This guide explains how to connect your AWS Simple Storage Service (S3) buckets to Mixpeek, enabling automated data ingestion and processing.

Prerequisites

  • An active AWS account.
  • An S3 bucket containing the data you want Mixpeek to process.
  • Permissions to create IAM policies and users/roles in your AWS account.

Configuration Steps

Connecting Mixpeek to S3 requires granting Mixpeek read access to your bucket. We recommend using an IAM Role for enhanced security, but you can also use an IAM User with access keys.

1

Create IAM Policy

First, create an IAM policy that grants the necessary permissions for Mixpeek to list and read objects from your S3 bucket.

  1. Navigate to the IAM service in your AWS Console.

  2. Go to Policies and click Create policy.

  3. Switch to the JSON tab and paste the following policy document. Remember to replace YOUR_BUCKET_NAME with the actual name of your S3 bucket.

    {
        "Version": "2012-10-17",
        "Statement": [
            {
                "Effect": "Allow",
                "Action": [
                    "s3:ListBucket"
                ],
                "Resource": [
                    "arn:aws:s3:::YOUR_BUCKET_NAME"
                ]
            },
            {
                "Effect": "Allow",
                "Action": [
                    "s3:GetObject"
                ],
                "Resource": [
                    "arn:aws:s3:::YOUR_BUCKET_NAME/*"
                ]
            }
        ]
    }
    
  4. Click Next: Tags, then Next: Review.

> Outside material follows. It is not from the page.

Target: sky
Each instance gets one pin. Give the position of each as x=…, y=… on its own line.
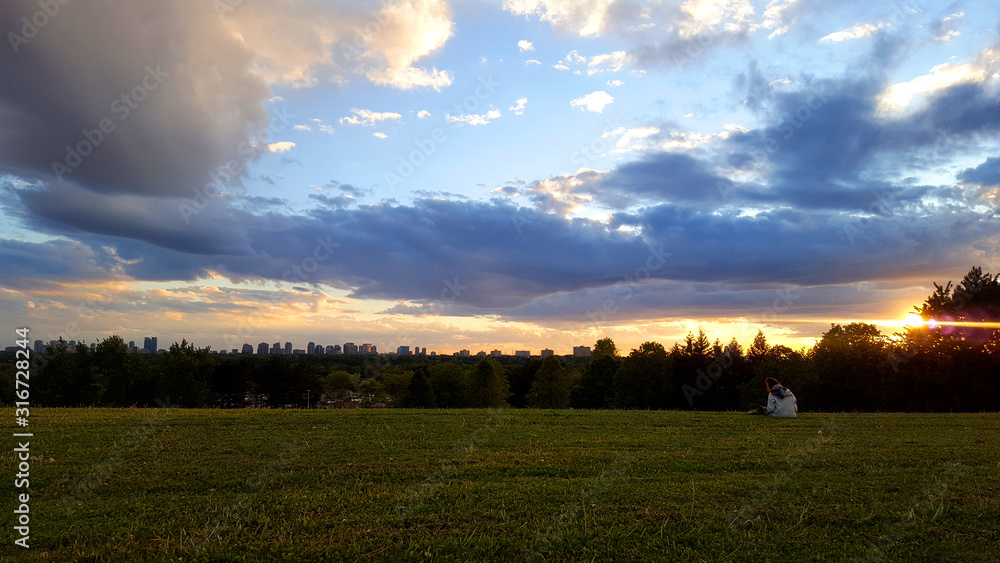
x=511, y=175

  5. Give the policy a descriptive name (e.g., MixpeekS3ReadAccessPolicy) and click Create policy.

2

Create IAM User or Role

Choose one of the following authentication methods:

Option A: IAM User (Simpler Setup)

  1. In the IAM service, go to Users and click Add users.
  2. Enter a user name (e.g., mixpeek-s3-user).
  3. Select Access key - Programmatic access as the AWS credential type.
  4. Click Next: Permissions.
  5. Choose Attach existing policies directly.
  6. Search for and select the policy you created in the previous step (e.g., MixpeekS3ReadAccessPolicy).
  7. Click Next: Tags, then Next: Review, then Create user.
  8. Important: Copy the Access key ID and Secret access key. You will need these to configure the connection in Mixpeek. Store them securely.

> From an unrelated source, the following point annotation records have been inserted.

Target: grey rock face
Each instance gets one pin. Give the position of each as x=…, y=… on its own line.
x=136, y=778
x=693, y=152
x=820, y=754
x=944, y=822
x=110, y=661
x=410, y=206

Option B: IAM Role (Recommended for Security)

  • Follow AWS best practices to create an IAM role that Mixpeek can assume. This typically involves setting up a trust policy allowing Mixpeek’s AWS account (or a specific identifier provided by Mixpeek) to assume the role.
  • Attach the MixpeekS3ReadAccessPolicy created in the previous step to this role.
  • You will use the Role ARN when configuring the connection in Mixpeek instead of access keys. (Consult Mixpeek’s specific requirements for Role ARN setup if available).
3

Add S3 Connection in Mixpeek

  1. Navigate to the Integrations or Data Sources section in your Mixpeek dashboard (or Mixpeek Studio).
  2. Click Add Connection or New Source and select AWS S3.
  3. Enter the required details:
    • Bucket Name: The name of your S3 bucket (e.g., YOUR_BUCKET_NAME).
    • Region: The AWS region where your bucket is located (e.g., us-east-1).
    • Authentication:
      • If using an IAM User: Provide the Access Key ID and Secret Access Key obtained previously.
      • If using an IAM Role: Provide the Role ARN obtained previously.
    • Optionally, specify a Prefix if you only want Mixpeek to process files within a specific folder in your bucket.
  4. Click Test Connection (if available) to verify the credentials and permissions.
  5. Click Save or Connect.

Verification

Once connected, Mixpeek should start discovering files in your specified S3 bucket (and prefix, if provided). You can monitor the ingestion status within the Mixpeek Studio. Depending on your pipeline configuration, feature extraction and indexing will begin automatically for supported file types.

If you encounter issues, double-check the IAM policy permissions and the credentials provided in Mixpeek. Ensure the bucket name and region are correct.